Ironically, if federal taxes are included, Mississippi’s total tax rate, as a percentage of personal income, ranks lowest in the nation. However, if only state and local taxes are considered, the state’s ranking climbs to No. 29.
But as a percentage of personal income for the period from FY1989 to FY1999, Mississippi is the fourth highest state in tax growth in the nation, according to a 2000 analysis by The Tax Foundation, a nonprofit, nonpartisan policy research organization that has monitored fiscal issues at the federal, state and local levels since 1937.
“As far as an economic resurgence, I believe that the tax cut that is now in place is a good start towards less taxes, rules and regulations,” said Harry Lott, president of Jackson-based Vision Innovations (VI), a Web software consultation, marketing, management, site hosting and graphic design service firm. “These three have been slowly strangling the small- to mid-size business.”

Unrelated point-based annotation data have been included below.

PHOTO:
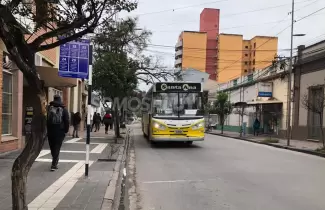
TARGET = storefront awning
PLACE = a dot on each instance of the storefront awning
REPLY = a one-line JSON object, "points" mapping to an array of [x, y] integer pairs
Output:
{"points": [[51, 77], [264, 102]]}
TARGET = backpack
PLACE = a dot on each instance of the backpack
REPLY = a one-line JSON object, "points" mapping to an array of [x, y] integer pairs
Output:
{"points": [[55, 115]]}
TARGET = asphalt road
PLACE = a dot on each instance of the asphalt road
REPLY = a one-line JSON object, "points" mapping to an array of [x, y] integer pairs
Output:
{"points": [[224, 173]]}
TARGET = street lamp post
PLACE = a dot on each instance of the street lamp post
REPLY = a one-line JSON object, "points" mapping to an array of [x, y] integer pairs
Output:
{"points": [[289, 76]]}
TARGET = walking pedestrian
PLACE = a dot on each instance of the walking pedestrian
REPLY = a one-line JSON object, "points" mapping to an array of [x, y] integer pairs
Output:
{"points": [[94, 122], [76, 124], [98, 121], [256, 127], [108, 121], [57, 127]]}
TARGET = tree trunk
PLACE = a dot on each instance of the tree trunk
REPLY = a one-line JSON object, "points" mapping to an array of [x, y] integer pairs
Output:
{"points": [[322, 129], [222, 122], [25, 160], [117, 123], [222, 128]]}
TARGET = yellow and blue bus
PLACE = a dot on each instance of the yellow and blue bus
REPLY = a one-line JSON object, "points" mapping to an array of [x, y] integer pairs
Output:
{"points": [[172, 111]]}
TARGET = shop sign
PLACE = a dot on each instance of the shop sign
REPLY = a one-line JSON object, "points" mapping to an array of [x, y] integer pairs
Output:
{"points": [[264, 89]]}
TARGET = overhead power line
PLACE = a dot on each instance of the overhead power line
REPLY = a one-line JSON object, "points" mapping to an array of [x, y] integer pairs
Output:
{"points": [[313, 13], [180, 8]]}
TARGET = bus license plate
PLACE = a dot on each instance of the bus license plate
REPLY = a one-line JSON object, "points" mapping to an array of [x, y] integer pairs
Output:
{"points": [[178, 131]]}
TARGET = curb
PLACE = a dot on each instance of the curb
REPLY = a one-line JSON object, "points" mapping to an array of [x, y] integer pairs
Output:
{"points": [[114, 187], [309, 152]]}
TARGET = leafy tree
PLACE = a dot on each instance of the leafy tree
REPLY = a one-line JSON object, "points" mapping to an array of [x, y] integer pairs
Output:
{"points": [[118, 49], [222, 107], [114, 77], [49, 24], [124, 36]]}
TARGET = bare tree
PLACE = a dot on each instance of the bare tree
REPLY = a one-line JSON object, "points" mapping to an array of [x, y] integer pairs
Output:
{"points": [[31, 26], [315, 103]]}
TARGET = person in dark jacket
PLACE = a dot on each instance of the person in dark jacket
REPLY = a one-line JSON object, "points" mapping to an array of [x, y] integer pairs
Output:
{"points": [[256, 127], [57, 127], [94, 121], [108, 121], [76, 124]]}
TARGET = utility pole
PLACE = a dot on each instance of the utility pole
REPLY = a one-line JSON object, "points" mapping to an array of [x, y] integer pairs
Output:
{"points": [[289, 78]]}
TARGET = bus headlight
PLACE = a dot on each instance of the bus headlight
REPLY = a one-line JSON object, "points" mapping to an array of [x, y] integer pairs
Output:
{"points": [[198, 126], [159, 126]]}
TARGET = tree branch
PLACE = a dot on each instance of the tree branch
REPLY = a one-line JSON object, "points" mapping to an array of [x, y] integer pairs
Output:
{"points": [[65, 40], [13, 4]]}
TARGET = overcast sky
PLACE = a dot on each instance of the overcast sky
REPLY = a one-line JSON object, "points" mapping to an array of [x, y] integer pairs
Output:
{"points": [[167, 18]]}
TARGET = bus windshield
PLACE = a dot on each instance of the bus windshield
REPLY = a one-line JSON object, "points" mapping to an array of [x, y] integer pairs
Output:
{"points": [[177, 104]]}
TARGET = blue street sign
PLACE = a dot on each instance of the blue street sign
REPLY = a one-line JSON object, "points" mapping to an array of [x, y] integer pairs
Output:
{"points": [[264, 94], [74, 59]]}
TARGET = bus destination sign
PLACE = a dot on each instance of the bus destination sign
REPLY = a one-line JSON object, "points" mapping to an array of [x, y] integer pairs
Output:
{"points": [[178, 87]]}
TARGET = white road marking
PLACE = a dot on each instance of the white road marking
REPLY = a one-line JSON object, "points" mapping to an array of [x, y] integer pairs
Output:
{"points": [[74, 140], [43, 153], [176, 181], [65, 151], [60, 161], [99, 149], [53, 195]]}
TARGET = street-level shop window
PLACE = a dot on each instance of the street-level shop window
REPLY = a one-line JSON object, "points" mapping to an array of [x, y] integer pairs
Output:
{"points": [[235, 82], [250, 77], [7, 103]]}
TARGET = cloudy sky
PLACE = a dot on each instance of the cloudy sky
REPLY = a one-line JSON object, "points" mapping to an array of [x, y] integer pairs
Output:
{"points": [[167, 18]]}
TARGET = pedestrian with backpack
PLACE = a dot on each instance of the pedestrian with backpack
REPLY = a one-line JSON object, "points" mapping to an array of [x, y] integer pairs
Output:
{"points": [[76, 124], [57, 127], [108, 121]]}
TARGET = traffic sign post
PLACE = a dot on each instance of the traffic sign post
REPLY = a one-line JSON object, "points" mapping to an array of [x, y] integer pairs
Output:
{"points": [[74, 59], [76, 62]]}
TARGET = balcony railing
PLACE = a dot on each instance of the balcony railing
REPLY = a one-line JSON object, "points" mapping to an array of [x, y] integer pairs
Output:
{"points": [[178, 61]]}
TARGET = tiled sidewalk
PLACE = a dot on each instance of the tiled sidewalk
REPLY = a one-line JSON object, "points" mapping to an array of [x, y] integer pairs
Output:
{"points": [[307, 145], [66, 188]]}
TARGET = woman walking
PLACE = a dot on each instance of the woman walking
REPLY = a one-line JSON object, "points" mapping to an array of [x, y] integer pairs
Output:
{"points": [[76, 124], [108, 121]]}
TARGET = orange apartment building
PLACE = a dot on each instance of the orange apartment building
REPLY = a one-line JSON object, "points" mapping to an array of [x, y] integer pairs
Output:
{"points": [[191, 51], [16, 96], [223, 56], [237, 56]]}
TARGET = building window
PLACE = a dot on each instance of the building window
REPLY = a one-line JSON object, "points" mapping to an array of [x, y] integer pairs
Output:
{"points": [[7, 103], [235, 82], [250, 77]]}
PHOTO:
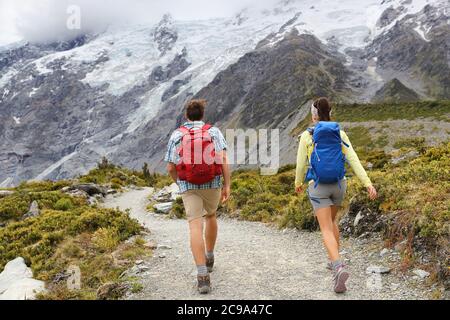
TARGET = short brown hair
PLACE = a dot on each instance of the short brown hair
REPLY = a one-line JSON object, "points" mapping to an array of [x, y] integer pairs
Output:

Lott plans to spend his tax rebate on a special holiday gift, perhaps a vacation, for his family.
Key provisions of the tax bill, signed into law June 7, include doubling the per-child tax credit to $1,000, reducing the marriage penalty and eliminating the inheritance tax. Contribution levels to IRAs and 401(k) plans for higher income families will increase, and the adoption tax credit will double, to $10,000, and become permanent under the new law.
“A cut in the capital gains tax should be forthcoming, anything that constricts the mobility of capital hurts young businesses,” Lott said. “New technologies and new business models that are centered on the customer that utilize the Internet will likely lead the economic resurgence replacing slower, older bureaucratic organizations. I believe that we are about to see more change in the next decade than ever before and that uncertainty scares the markets. It is during times of change that the most wealth is created and the standard of living for all is improved.”
Economists have estimated the refund checks and rate cuts combined would have a positive impact of only about half a percentage point on the nation’s gross domestic product, assuming taxpayers spend part of the money. The $74-billion tax cut for FY2001 reflects only a tiny fraction of the nation’s $10-trillion economy.
Nancy L. Anderson, CFA, president of New Perspectives Inc. in Clinton, has earmarked her refund toward a “much-needed vacation.”
“From what I am hearing, most people already have the money spent,” she said. “They will be using it to pay on credit card balances. Debt is at an all-time high for American families right now, so I’m afraid this rebate may not spur the activity that Washington is hoping for.”